Comment by crazygringo

Comment by crazygringo 15 hours ago

2 replies

I truly wish more people understood this.

The entire cry of "corporations aren't people!" is based and a complete misunderstanding of what a legal person is. You've done a great job at explaining.

Unfortunately, there are a lot of people who willfully propagate these misunderstandings. Because by saying "of course corporations aren't people, and everybody knows this except those dumb <other side>", it's an easy way to try to vilify the other side as dumb/evil. When the reality is that it's simply a tried-and-true necessary and useful legal concept, that virtually nobody but lawyers would even be familiar with in the first place, if it weren't for activists who thought it sounded scandalous.

yunwal 13 hours ago

> The entire cry of "corporations aren't people!" is based and a complete misunderstanding of what a legal person is.

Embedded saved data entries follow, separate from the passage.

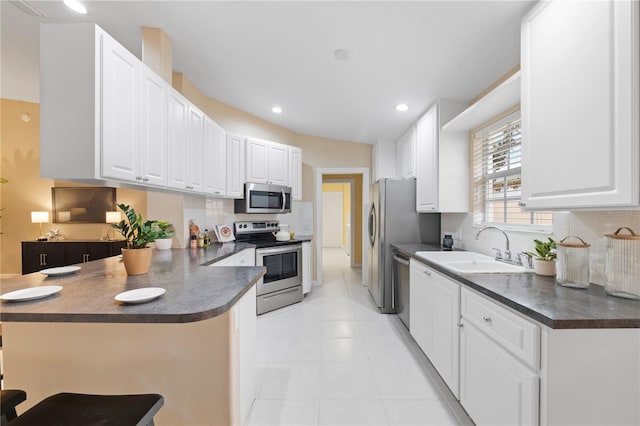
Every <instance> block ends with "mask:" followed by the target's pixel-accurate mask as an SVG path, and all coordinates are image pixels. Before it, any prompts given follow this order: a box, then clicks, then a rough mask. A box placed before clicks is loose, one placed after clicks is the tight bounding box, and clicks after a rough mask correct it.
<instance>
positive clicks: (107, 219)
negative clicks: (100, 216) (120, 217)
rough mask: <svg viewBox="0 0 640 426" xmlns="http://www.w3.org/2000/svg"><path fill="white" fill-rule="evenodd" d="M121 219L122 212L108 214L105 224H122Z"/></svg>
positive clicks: (105, 220)
mask: <svg viewBox="0 0 640 426" xmlns="http://www.w3.org/2000/svg"><path fill="white" fill-rule="evenodd" d="M120 217H121V216H120V212H107V214H106V220H105V222H107V223H118V222H120Z"/></svg>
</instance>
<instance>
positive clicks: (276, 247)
mask: <svg viewBox="0 0 640 426" xmlns="http://www.w3.org/2000/svg"><path fill="white" fill-rule="evenodd" d="M297 250H302V245H300V244H295V245H288V246H284V247H275V248H262V249H257V250H256V254H278V253H289V252H293V251H297Z"/></svg>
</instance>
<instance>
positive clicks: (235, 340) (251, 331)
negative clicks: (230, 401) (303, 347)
mask: <svg viewBox="0 0 640 426" xmlns="http://www.w3.org/2000/svg"><path fill="white" fill-rule="evenodd" d="M245 251H246V250H245ZM232 309H233V310H232V312H233V314H232V315H233V334H234V339H233V341H232V342H233V343H232V348H233V349H232V353H233V354H234V356H235V361H236V363H235V365H234V369H236V368H237V370H236V371H234V373H235V374H234V375H236V377H237V380H234V381H233V382H232V387H233V391H232V392H233V394H234V395H233V399H234V400H236V401H238V405H239V408H240V424H242V425H246V424H248V419H249V412H250V411H251V406H252V405H253V401H254V400H255V398H256V286H255V285H254V286H253V287H251V288H250V289H249V291H248V292H247V293H246V294H245V295H244V296H242V298H241V299H240V300H239V301H238V303H236V305H235V306H234V307H233V308H232Z"/></svg>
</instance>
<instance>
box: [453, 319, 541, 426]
mask: <svg viewBox="0 0 640 426" xmlns="http://www.w3.org/2000/svg"><path fill="white" fill-rule="evenodd" d="M461 324H462V327H461V332H460V404H461V405H462V406H463V407H464V409H465V410H466V411H467V413H468V414H469V416H470V417H471V419H473V421H474V423H475V424H476V425H509V426H511V425H536V424H538V405H539V404H538V376H537V375H536V374H535V373H534V372H533V371H531V370H530V369H529V368H527V367H525V366H524V365H522V364H521V363H520V362H519V361H518V360H516V359H515V358H514V357H513V356H511V355H510V354H509V353H508V352H507V351H506V350H504V349H503V348H502V347H501V346H500V345H498V344H497V343H496V342H495V341H493V340H491V339H490V338H489V337H487V336H486V335H485V334H484V333H482V332H481V331H479V330H478V329H477V328H476V327H474V326H473V325H471V324H470V323H469V322H467V321H465V320H464V318H463V319H462V322H461Z"/></svg>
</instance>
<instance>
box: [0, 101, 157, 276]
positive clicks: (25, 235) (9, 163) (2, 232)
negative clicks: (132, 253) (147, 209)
mask: <svg viewBox="0 0 640 426" xmlns="http://www.w3.org/2000/svg"><path fill="white" fill-rule="evenodd" d="M24 114H28V115H29V118H30V120H29V121H24V120H23V119H22V117H23V115H24ZM0 117H1V120H0V123H1V124H0V147H1V148H0V149H1V155H2V163H1V168H0V176H2V177H3V178H5V179H8V180H9V182H8V183H4V184H1V185H0V205H1V207H2V208H3V210H2V222H1V229H2V235H1V236H0V238H1V242H0V248H1V252H0V262H1V264H0V273H2V274H20V273H22V252H21V244H20V243H21V241H33V240H35V239H36V238H37V237H38V234H39V228H40V227H39V225H38V224H35V223H31V212H32V211H36V210H46V211H48V212H49V215H50V217H51V215H52V213H51V207H52V206H51V187H53V186H82V185H79V184H75V183H71V182H63V181H53V180H51V179H41V178H40V106H39V104H37V103H31V102H22V101H15V100H11V99H1V100H0ZM78 161H82V160H81V159H78ZM84 186H87V185H84ZM116 198H117V201H118V202H119V203H125V204H130V205H131V206H133V207H134V208H135V209H136V211H138V212H140V213H142V214H143V215H144V216H146V193H145V192H144V191H136V190H130V189H118V190H117V193H116ZM51 228H59V229H60V232H61V233H62V235H63V236H64V237H65V238H66V239H100V238H101V237H102V235H103V232H104V231H105V230H106V224H104V225H102V224H57V223H56V224H54V223H49V224H46V223H43V224H42V231H43V232H46V231H48V230H49V229H51Z"/></svg>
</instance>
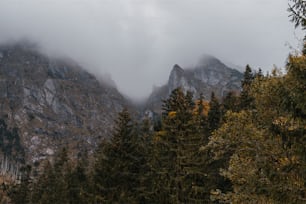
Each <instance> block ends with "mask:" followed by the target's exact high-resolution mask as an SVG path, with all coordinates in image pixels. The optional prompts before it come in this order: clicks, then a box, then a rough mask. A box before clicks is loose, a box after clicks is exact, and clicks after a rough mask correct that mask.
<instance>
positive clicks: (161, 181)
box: [155, 89, 205, 203]
mask: <svg viewBox="0 0 306 204" xmlns="http://www.w3.org/2000/svg"><path fill="white" fill-rule="evenodd" d="M163 107H164V112H163V123H162V131H160V132H159V133H157V135H156V138H155V149H156V152H155V154H156V157H155V168H156V169H157V171H156V183H155V186H156V188H155V190H156V191H155V192H156V198H157V202H159V203H192V202H203V197H204V195H203V194H204V192H203V186H204V183H203V181H204V177H205V175H204V172H203V169H202V161H201V157H200V156H199V154H200V152H199V148H200V146H201V145H202V144H203V138H204V135H202V134H199V132H198V131H199V129H200V126H197V124H199V123H197V121H199V120H196V116H195V115H194V108H195V104H194V102H193V100H192V94H190V93H187V94H184V93H183V91H182V90H181V89H175V90H174V91H173V92H172V93H171V95H170V96H169V98H168V99H167V100H165V101H164V106H163Z"/></svg>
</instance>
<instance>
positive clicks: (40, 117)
mask: <svg viewBox="0 0 306 204" xmlns="http://www.w3.org/2000/svg"><path fill="white" fill-rule="evenodd" d="M124 101H125V100H124V98H123V97H122V95H121V94H120V93H119V92H118V91H117V90H116V88H114V87H111V86H108V85H106V84H102V83H100V82H99V81H98V80H97V79H96V78H95V77H94V76H93V75H91V74H89V73H88V72H86V71H84V70H83V69H82V68H81V67H79V66H78V65H76V64H74V63H72V62H66V61H65V60H54V59H49V58H48V57H45V56H43V55H41V54H39V53H38V52H36V51H33V50H31V49H29V48H28V47H27V46H23V45H15V46H2V47H1V48H0V114H1V115H0V116H1V118H3V119H4V120H5V121H6V122H7V124H8V126H9V127H17V128H18V134H19V137H20V142H21V144H22V146H23V148H24V153H25V156H26V159H27V160H28V161H32V162H35V161H38V160H41V159H44V158H46V157H48V156H52V155H53V154H54V153H55V152H56V151H57V150H58V149H60V148H62V147H69V148H71V149H72V150H73V152H74V153H75V155H76V153H77V152H79V151H85V150H87V151H92V150H93V149H94V148H95V147H96V146H97V144H98V143H99V142H100V141H101V138H105V137H109V136H110V133H111V130H112V126H113V122H114V119H115V118H116V115H117V112H118V111H120V110H121V109H122V107H123V106H124V105H125V102H124Z"/></svg>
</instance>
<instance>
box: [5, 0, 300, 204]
mask: <svg viewBox="0 0 306 204" xmlns="http://www.w3.org/2000/svg"><path fill="white" fill-rule="evenodd" d="M290 2H291V3H292V4H290V5H291V6H289V11H290V17H291V20H292V22H293V23H294V24H295V26H296V27H298V26H300V27H301V28H302V29H303V30H305V29H306V18H305V13H306V12H305V10H306V5H305V4H306V3H305V1H303V0H292V1H290ZM305 42H306V38H304V41H303V44H304V46H303V48H302V50H301V51H300V52H296V53H292V54H290V55H289V57H288V59H287V65H286V69H285V70H281V69H278V68H275V69H273V70H272V71H271V73H267V74H264V73H262V71H261V70H260V69H258V70H254V69H252V68H251V67H250V66H249V65H247V66H246V68H245V72H244V79H243V80H242V82H241V87H242V90H241V93H234V92H230V93H228V94H227V95H226V97H224V98H222V99H218V98H217V97H215V95H214V93H212V94H211V99H210V100H209V101H208V100H207V99H205V98H203V97H202V96H201V97H199V98H198V99H196V100H195V99H194V97H193V94H192V93H191V92H184V91H183V90H182V89H180V88H178V89H175V90H173V92H172V93H171V95H170V96H169V97H168V98H167V99H166V100H164V101H163V107H162V110H163V111H162V115H161V119H160V120H159V121H151V120H149V119H144V120H143V121H138V120H136V119H134V116H133V114H131V113H130V112H129V111H128V110H127V109H124V110H122V111H121V112H120V113H119V115H118V118H117V120H116V127H115V129H114V131H113V135H112V137H111V138H110V139H106V140H103V141H101V144H100V146H99V147H98V149H97V150H96V151H95V152H94V155H93V159H89V158H88V155H87V153H83V154H80V155H78V158H70V157H69V149H62V150H61V151H60V152H59V153H58V154H57V156H56V157H55V158H54V161H52V162H51V161H45V163H44V164H43V169H40V170H39V171H38V172H37V175H36V176H35V177H33V176H32V175H33V171H34V170H35V166H25V167H23V168H22V169H20V171H22V177H21V182H20V183H19V184H17V185H13V186H5V185H2V186H1V193H2V194H0V196H1V197H0V201H1V203H9V202H12V203H16V204H19V203H41V204H48V203H50V204H51V203H52V204H55V203H59V204H61V203H306V43H305ZM36 171H37V170H36ZM4 194H5V195H6V196H4Z"/></svg>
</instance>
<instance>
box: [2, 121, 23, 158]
mask: <svg viewBox="0 0 306 204" xmlns="http://www.w3.org/2000/svg"><path fill="white" fill-rule="evenodd" d="M0 151H1V152H2V153H3V154H4V155H7V156H9V157H11V158H14V159H15V160H17V161H19V162H23V161H24V149H23V147H22V145H21V142H20V137H19V134H18V129H17V128H12V129H10V128H9V127H7V124H6V122H5V121H4V120H3V119H0Z"/></svg>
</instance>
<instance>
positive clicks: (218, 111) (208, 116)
mask: <svg viewBox="0 0 306 204" xmlns="http://www.w3.org/2000/svg"><path fill="white" fill-rule="evenodd" d="M207 120H208V128H209V132H213V131H214V130H216V129H217V128H218V127H219V126H220V122H221V107H220V103H219V101H218V99H217V97H216V96H215V93H214V92H212V93H211V97H210V102H209V111H208V118H207Z"/></svg>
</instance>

> if it weren't for activists who thought it sounded scandalous

It wasn’t activists who first misunderstood the concept, it was the Supreme Court, who decided that corporate personhood gives corporations the same first amendment rights as real personhood. It’s not ridiculous to point out that if freedom of speech is implied by corporate personhood, it was insane to give corporations personhood in the first place.

  • crazygringo 12 hours ago

    The Supreme Court was going to decide whatever they wanted, regardless of which linguistic terms were used to describe the underlying legal concepts which remain the same.

    If you look at the text of the first amendment, the word "person" doesn't appear in that part. It says "Congress shall make no law... abridging the freedom of speech." It doesn't say that the speech has to come from "persons". So I'd say you're the one misunderstanding here.

    I think it was a dumb Supreme Court decision, but I'm not going to pretend it had anything to do with the fact that corporations are called a "legal person" instead of a "legal entity" or some other term that ends up meaning the exact same thing. Disagree with their decision, great. But arguing over legal terminology is a waste of breath.